Predictably, there is a huge spectrum of views on everything from how to design a comprehensive approach addressing the full life cycle of plastics, to whether this can be a legally binding instrument (unlike the climate and biodiversity conventions, which are voluntary commitments). Deadline for this work to end and a treaty to be agreed is 2024. The next meeting will be in Paris in May 2023.
From and Beyond the podcast
Our latest podcast is an interview with Sony Kapoor, who was guest #1 back in early 2020. This time he’s talking about what is arguably the most important policy conversation of our times: how to finance the energy transition in the global South and which economic development model is the right one for the new powerhouses of global growth such as India and Indonesia.
One of the biggest sticking points in all international negotiations on the environment is who pays. And this year there’s been a lot of energy and hope invested in the idea of Bretton Woods reform to “unlock the trillions” for funding the energy transition in the global South.
Sony explains why “unlocking the trillions” is not just a headline-grabbing buzzword, it also distracts from the real problem - the need for a new grand bargain between the North and South.
Don’t miss this timely and important conversation. You can catch up here.
And as the year draws to a close, I wanted to say thank you for your support and attention. I started writing this newsletter during the early months of 2020, and it’s been encouraging to watch the community grow steadily ever since then. The subjects we cover here are getting more and more traction in the mainstream media, and I have tried to keep the conversation here focused on providing you with a quick jump on things to help you stay ahead of the big themes in the sustainability agenda.

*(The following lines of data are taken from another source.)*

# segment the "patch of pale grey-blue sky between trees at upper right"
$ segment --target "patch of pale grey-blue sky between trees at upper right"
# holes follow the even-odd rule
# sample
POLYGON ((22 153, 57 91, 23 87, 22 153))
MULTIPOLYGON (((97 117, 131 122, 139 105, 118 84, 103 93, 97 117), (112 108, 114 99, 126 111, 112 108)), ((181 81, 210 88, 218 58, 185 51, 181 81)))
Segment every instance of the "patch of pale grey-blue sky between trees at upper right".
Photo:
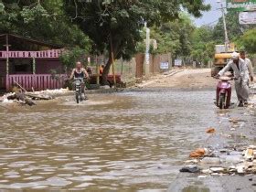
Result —
MULTIPOLYGON (((205 0, 205 2, 211 5, 211 10, 204 13, 202 17, 195 19, 197 27, 212 23, 218 20, 218 18, 221 16, 220 10, 217 10, 220 7, 220 5, 217 3, 217 0, 205 0)), ((224 3, 225 2, 223 0, 223 5, 225 6, 224 3)))

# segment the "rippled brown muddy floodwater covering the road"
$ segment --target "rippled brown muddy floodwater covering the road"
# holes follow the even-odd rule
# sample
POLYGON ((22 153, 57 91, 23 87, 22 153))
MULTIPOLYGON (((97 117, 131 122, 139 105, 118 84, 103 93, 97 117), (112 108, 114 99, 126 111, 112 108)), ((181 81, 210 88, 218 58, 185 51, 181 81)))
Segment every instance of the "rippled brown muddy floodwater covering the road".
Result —
POLYGON ((0 189, 165 191, 218 123, 214 95, 151 89, 0 107, 0 189))

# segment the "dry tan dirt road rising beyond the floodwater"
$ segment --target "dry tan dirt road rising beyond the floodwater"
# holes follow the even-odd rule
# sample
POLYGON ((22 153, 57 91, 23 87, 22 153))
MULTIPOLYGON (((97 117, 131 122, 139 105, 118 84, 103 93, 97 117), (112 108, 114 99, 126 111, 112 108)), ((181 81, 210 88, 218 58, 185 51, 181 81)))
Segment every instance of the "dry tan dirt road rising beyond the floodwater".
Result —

We’ve pulled together a selection of the most popular podcasts and newsletter in 2022 in case you missed some of these, do take a moment over the holidays to catch up. One thing that I enjoy about writing for this community is learning about what sorts of issues people are most interested in following. In that spirit, the best holiday gift you can offer is to send an email with your suggestions of what you’d like to learn more about in 2023.
Podcasts
#23 Mining in the energy transition: fact, fiction and misinformation
#24 The IPCC Big Edit: finance, net zero, and the human factor
Newsletters
And a special shout-out to an important podcast that probably didn’t make it onto your radar because it was published a few days before Russia invaded Ukraine.
The podcast on the IPCC mega-report on adaptation - 2023 will be a year where the North-South tensions around how to finance the energy transition continue to chafe, and in order to understand the perspective of the half of humanity that lives under conditions of high vulnerability to climate change, I urge you to take 30 m to listen to this.
Wishing you happy holidays and see you in 2023.